On the fourth of July I stuck to my gun as well. I made sure to do my work out video in the morning. Normally I would use the excuse of “it’s a holiday” to not workout.  With my new outlook that this is a life style change, I am seeing there are very few excuses to not do what I need to do. I am only hurting myself by making excuses.

 Friends came by to enjoy the sunshine and with them came food and booze. I had already planned my entire day of food and had it calculated and set aside before anyone came over.  After everyone left I felt very empowered that I had stuck to my plan. I honestly do not mind counting and weighing everything I eat, to me it’s a fool proof plan and it makes me feel in control. If I account for things I can have whatever I want, which is important.  I find it is also important to switch things up a bit. If I get bored wheather it is with food or work outs I am going to fail.

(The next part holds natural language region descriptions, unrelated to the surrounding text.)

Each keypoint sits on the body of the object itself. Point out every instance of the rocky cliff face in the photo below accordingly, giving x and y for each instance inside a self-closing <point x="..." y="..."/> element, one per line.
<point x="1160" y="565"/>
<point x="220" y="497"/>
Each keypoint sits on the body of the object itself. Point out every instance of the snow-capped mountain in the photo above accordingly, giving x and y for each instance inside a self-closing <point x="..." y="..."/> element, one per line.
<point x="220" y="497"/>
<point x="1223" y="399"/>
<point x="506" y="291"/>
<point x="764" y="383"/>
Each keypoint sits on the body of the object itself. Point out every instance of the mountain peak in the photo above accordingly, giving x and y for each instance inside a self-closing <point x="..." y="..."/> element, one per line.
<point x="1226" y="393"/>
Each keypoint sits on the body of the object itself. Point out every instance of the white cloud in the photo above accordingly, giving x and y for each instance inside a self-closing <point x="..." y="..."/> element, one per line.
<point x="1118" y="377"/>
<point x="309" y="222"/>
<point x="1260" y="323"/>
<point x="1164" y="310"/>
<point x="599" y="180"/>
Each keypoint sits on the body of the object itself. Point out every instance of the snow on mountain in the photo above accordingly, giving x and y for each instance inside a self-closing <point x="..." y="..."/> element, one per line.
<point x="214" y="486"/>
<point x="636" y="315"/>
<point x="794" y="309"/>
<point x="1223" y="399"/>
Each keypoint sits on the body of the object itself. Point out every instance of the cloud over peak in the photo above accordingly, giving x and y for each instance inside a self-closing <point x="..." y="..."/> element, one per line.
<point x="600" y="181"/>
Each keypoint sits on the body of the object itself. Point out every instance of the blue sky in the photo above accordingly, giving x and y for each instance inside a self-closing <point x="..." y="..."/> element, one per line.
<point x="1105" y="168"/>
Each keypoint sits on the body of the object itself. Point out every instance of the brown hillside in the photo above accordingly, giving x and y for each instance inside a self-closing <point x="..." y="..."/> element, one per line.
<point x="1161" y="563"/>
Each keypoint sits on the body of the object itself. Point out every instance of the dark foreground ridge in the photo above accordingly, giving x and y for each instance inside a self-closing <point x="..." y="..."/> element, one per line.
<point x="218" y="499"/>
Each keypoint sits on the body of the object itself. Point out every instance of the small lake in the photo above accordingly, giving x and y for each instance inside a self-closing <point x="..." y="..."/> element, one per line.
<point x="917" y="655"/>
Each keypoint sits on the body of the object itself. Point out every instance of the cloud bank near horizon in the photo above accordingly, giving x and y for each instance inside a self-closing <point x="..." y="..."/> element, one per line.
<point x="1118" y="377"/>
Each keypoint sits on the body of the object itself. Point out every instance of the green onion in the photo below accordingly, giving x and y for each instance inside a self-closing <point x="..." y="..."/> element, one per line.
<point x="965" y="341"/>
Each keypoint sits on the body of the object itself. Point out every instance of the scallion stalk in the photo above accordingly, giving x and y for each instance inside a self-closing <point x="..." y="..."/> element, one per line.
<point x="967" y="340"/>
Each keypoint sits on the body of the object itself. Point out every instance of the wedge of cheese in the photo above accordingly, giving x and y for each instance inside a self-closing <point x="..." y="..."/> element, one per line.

Today I really did not feel like going to the gym, although I feel like I really push myself and get a good workout at the gym, I just was not feeling it today. (I swear sometimes in the gym I feel like it looks like we are all on a hamster wheel.) I wanted to go walk the track at the local high school and then try climbing the bleachers a few times. Right after lunch I started not to feel too well and decided to rest from exercise today. It was also about 90 degrees so I didn’t think today would be the best choice to try something new since I don’t know how it’s going to be. Walking the track and climbing the bleachers at least 5 times is going to be my goal for this weekend.  Most likely this will be a Saturday after work or Sunday morning workout since the boy says he will come with me. I find having the boy with me is very encouraging. He doesn’t doubt I can do something, and he makes me feel like it is okay to try and push harder. He also makes me feel it is okay if I don’t reach my goal, as long as I don’t give up.  I don’t have to be embarrassed in front of him and he looks at me like there is nothing wrong with me. This is the most amazing feeling I have ever had.

Enough about my boy, I am off now. Either a walk or a work out video tomorrow and another weekend to try and stay on track with food lie’s ahead of me. Good luck to you all and thanks for reading.